Mustafa Kemal, Halk Fırkası’nın (Partisi’nin) kurulacağını 1922’de dile getirmişti. 9 Eylül 1923’te resmen kuruldu. 10 Kasım 1924'te başına “Cumhuriyet” getirilerek “Cumhuriyet Halk Fırkası” (CHF) adını aldı. 1935'teki 4. Kurultay'da "fırka" kelimesi “parti”yle değiştirildi; “Cumhuriyet Halk Partisi” (CHP) oldu.
Parti’nin amblemi altı ok, önce dörttü. 15-23 Ekim 1927’de, ikinci kurultayda, “Cumhuriyetçilik”, “Halkçılık”, “Milliyetçilik”, “Laiklik” ilkeleri kondu.
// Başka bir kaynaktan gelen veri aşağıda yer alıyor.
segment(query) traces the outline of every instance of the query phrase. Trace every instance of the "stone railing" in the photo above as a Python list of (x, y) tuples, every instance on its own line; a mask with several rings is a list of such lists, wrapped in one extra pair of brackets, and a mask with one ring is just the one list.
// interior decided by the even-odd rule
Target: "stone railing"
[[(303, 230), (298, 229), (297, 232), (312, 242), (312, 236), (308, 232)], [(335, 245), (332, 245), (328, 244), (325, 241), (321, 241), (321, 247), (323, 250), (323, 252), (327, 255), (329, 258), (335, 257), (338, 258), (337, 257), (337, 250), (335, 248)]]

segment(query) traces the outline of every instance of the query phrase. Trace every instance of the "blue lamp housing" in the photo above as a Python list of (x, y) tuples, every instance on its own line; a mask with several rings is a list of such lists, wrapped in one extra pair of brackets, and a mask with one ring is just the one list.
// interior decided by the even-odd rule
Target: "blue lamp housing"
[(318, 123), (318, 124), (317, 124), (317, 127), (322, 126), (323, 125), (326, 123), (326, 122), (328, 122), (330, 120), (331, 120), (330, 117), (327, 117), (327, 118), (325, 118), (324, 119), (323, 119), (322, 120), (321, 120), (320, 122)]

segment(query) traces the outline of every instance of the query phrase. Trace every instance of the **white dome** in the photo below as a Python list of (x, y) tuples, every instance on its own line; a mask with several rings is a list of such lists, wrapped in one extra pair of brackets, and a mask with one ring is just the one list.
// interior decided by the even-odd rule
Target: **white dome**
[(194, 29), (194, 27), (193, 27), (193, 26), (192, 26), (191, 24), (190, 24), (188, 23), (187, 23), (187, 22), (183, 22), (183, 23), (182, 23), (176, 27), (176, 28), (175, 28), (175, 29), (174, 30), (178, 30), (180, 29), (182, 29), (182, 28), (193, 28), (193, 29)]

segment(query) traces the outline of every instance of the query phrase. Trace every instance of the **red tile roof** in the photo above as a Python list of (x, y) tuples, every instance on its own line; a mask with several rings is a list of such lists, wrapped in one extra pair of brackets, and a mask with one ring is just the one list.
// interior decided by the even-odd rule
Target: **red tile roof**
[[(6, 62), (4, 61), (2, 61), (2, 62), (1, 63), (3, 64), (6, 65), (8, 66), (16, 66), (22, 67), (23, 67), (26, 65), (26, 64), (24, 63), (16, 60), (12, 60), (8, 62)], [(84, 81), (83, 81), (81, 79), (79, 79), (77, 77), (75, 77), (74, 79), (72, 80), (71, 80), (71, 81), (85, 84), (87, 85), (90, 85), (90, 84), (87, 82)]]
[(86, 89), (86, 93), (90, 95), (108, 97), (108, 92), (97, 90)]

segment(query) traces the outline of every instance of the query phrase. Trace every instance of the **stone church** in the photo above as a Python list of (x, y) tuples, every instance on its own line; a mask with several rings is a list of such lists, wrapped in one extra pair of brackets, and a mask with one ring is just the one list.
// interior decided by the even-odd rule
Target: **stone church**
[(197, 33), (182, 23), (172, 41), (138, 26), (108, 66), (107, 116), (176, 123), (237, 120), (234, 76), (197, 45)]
Mustafa Kemal, partinin değişmez genel başkanı kabul edildi.
Mustafa Kemal’in 16 Eylül 1924’te Trabzon’da yaptığı konuşma CHP’nin özünü ortaya koyar:
“Halk Fırkası, memleket ve millet her türlü istinattan mahrum bırakılarak felâkete atıldığı meş’ûm hengâmede bütün milleti kadrosu içine alarak kuvvet ve kudret yapan, haricî düşmanlarını tart, dâhilî düşmanlarını imha eden, halka hürriyet ve hâkimiyet temin eden mukaddes bir cemiyettir. Halk Fırkası hiçbir safsataya iltifat etmeyerek Türk Cumhuriyetini kuran inkılâpçı bir ruhun bütün memleketlerde tecellî ve taazzuvudur. Halk Fırkası Türkiye’yi medenî âleme sokan ve orada yükseltmeyi taahhüt eden azimkâr bir fırkadır.”
10 Mayıs 1931’de toplanan III. Olağan Kurultayı “Cumhuriyetçilik”, “Halkçılık”, “Milliyetçilik”, “Laiklik” ilkelerine “Devletçilik” ve “İnkılâpçılık” umdeleri de eklendi.
“Sol”a kayan CHP’de, Mustafa Kemal, usulen anılır oldu. Çizgi sadece “Devrimci Atatürk”te kaldı. Sol uzantılar Atatürk’ü Osmanlı yönetimine başkaldıran “devrimci” gördükleri için takdir ederler. Kendileri de Türkiye Cumhuriyeti’ni değiştireceklerdir. Şaşıracaksınız, solun bir kesimi Hz. Muhammed’i de “devrimci” görür. Bunu bana bir sol hareketin ve partinin lideri bizzat söylemiştir. Meselâ Türkiye Komünist Parti’nin sitesinde “Dinselleşme ve Komünistler” başlığı altında şu cümleyi okursunuz: “Yeni dinler birçok örnekte eski egemen güçlere karşı ezilenlerin mücadelesini ifade edebilmiş ve tarihsel ilerlemeleri temsil etmişlerdir.”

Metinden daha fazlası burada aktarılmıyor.